O livro de Bird (800 páginas, lançado a 30 dólares o exemplar) foi recomendado com entusiasmo (entre as "editor's choices") pelo "Times", que chamou na capa do "Book Review" de 12 de abril de 1992 para sua bem fundamentada resenha. O próprio Kai Bird - jornalista talentoso, filho de diplomata - explicou-me em 1991 ter passado 10 anos estudando esse
personagem, que exercia fascínio especial sobre ele.

Não era para menos. McCloy foi advogado atuante da Wall Street, presidente do Council on Foreign Relations, da Fundação Rockefeller, da Fundação Ford, do Chase Manhattan Bank, do Banco Mundial. Secretário Assistente da Guerra no governo Roosevelt, tornou-se virtual ditador da Alemanha ocupada durante os três anos seguintes ao fim da guerra. Embora republicano, trabalhou mais para presidentes democratas - e é citado por Wright Mills como parte íntima da "Elite do Poder".

Bomba-A e mísseis de Cuba

Além de ter convivido com Roosevelt, Truman, Churchill, De Gaulle, Marshall, Patton e outras estrelas da Segunda Guerra Mundial, opinando em decisões como a das bombas atômicas contra o Japão (preferia uma "demonstração", para que o Japão se rendesse sem o uso da arma), a da criação do tribunal de Nuremberg e a que reduziu as penas de ex-nazistas como o industrial Alfred Krupp, McCloy manteve-se influente junto aos sete presidentes que se seguiram.

Eisenhower o incluiu no ministério informal, Kennedy convocou-o para ajudar a enfrentar a crise dos mísseis de Cuba, Johnson buscou através dele o respaldo do Establishment para a escalada no Vietnã, Carter rendeu-se ao lobby orquestrado por ele para obrigar o governo a receber o deposto xá Reza Pahlevi (motivo da invasão da embaixada dos EUA em Teeerã e do cativeiro dos 53 reféns americanos).

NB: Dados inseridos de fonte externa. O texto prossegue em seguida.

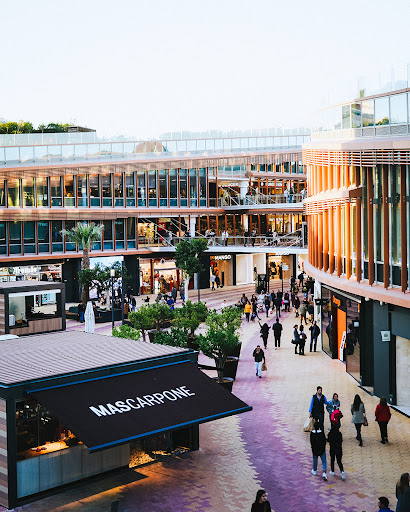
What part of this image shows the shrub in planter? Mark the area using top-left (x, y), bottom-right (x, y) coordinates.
top-left (152, 327), bottom-right (189, 348)
top-left (175, 300), bottom-right (208, 337)
top-left (198, 306), bottom-right (242, 384)
top-left (128, 306), bottom-right (155, 342)
top-left (148, 303), bottom-right (175, 332)
top-left (112, 324), bottom-right (140, 341)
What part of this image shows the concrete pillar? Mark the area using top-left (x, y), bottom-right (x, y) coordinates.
top-left (243, 215), bottom-right (249, 231)
top-left (184, 216), bottom-right (197, 237)
top-left (240, 182), bottom-right (248, 199)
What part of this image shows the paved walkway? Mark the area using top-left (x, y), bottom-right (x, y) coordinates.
top-left (9, 285), bottom-right (410, 512)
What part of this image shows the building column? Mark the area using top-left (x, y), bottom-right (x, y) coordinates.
top-left (240, 182), bottom-right (248, 199)
top-left (382, 164), bottom-right (390, 288)
top-left (345, 203), bottom-right (351, 279)
top-left (355, 167), bottom-right (362, 282)
top-left (242, 214), bottom-right (249, 232)
top-left (184, 216), bottom-right (197, 237)
top-left (329, 207), bottom-right (335, 274)
top-left (367, 167), bottom-right (375, 285)
top-left (318, 212), bottom-right (323, 269)
top-left (401, 165), bottom-right (408, 292)
top-left (323, 209), bottom-right (329, 272)
top-left (336, 204), bottom-right (342, 276)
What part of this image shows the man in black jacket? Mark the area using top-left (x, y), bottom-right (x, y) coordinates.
top-left (274, 296), bottom-right (282, 319)
top-left (309, 321), bottom-right (321, 352)
top-left (309, 386), bottom-right (328, 430)
top-left (252, 345), bottom-right (265, 378)
top-left (272, 318), bottom-right (283, 349)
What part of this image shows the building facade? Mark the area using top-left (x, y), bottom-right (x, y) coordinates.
top-left (0, 134), bottom-right (309, 301)
top-left (304, 86), bottom-right (410, 413)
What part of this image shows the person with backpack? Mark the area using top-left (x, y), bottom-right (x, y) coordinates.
top-left (327, 423), bottom-right (345, 480)
top-left (298, 324), bottom-right (307, 355)
top-left (326, 393), bottom-right (341, 425)
top-left (260, 322), bottom-right (270, 349)
top-left (309, 321), bottom-right (321, 352)
top-left (272, 318), bottom-right (283, 349)
top-left (310, 419), bottom-right (328, 481)
top-left (293, 324), bottom-right (300, 355)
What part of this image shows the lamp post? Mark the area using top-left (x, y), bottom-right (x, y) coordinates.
top-left (110, 268), bottom-right (115, 330)
top-left (121, 261), bottom-right (124, 325)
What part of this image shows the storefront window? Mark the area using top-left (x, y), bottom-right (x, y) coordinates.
top-left (9, 289), bottom-right (61, 328)
top-left (140, 258), bottom-right (152, 294)
top-left (36, 177), bottom-right (49, 207)
top-left (345, 300), bottom-right (361, 382)
top-left (137, 172), bottom-right (146, 206)
top-left (153, 258), bottom-right (179, 294)
top-left (9, 221), bottom-right (22, 254)
top-left (38, 221), bottom-right (50, 253)
top-left (374, 166), bottom-right (383, 267)
top-left (102, 174), bottom-right (112, 207)
top-left (114, 174), bottom-right (124, 207)
top-left (50, 177), bottom-right (62, 207)
top-left (103, 220), bottom-right (113, 250)
top-left (127, 217), bottom-right (136, 248)
top-left (159, 170), bottom-right (167, 207)
top-left (0, 222), bottom-right (6, 254)
top-left (362, 100), bottom-right (374, 127)
top-left (64, 220), bottom-right (76, 251)
top-left (148, 171), bottom-right (157, 207)
top-left (321, 287), bottom-right (332, 357)
top-left (90, 175), bottom-right (100, 207)
top-left (189, 169), bottom-right (197, 207)
top-left (126, 172), bottom-right (135, 206)
top-left (64, 176), bottom-right (75, 207)
top-left (138, 222), bottom-right (155, 248)
top-left (390, 93), bottom-right (407, 125)
top-left (180, 169), bottom-right (187, 206)
top-left (23, 221), bottom-right (36, 253)
top-left (52, 221), bottom-right (63, 252)
top-left (77, 175), bottom-right (88, 207)
top-left (115, 219), bottom-right (125, 249)
top-left (22, 179), bottom-right (35, 207)
top-left (391, 165), bottom-right (401, 265)
top-left (375, 97), bottom-right (389, 125)
top-left (169, 169), bottom-right (177, 206)
top-left (8, 179), bottom-right (21, 207)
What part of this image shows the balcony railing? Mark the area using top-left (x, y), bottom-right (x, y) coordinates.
top-left (218, 193), bottom-right (305, 207)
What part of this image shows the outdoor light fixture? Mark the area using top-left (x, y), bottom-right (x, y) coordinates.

Pouco antes de morrer - em 1988, aos 93 anos de idade - McCloy parecia preocupado com a biografia não autorizada de Kai Bird, que encarava como jornalista de esquerda. Tinha razões para se preocupar, pois os tempos já não eram de reverência aos velhos "sábios". Tanto que em 1986 fora hostilizado no Congresso ao depor sobre uma das decisões mais controvertidas de sua carreira - o internamento de japoneses-americanos em campos de concentração durante a Segunda Guerra Mundial.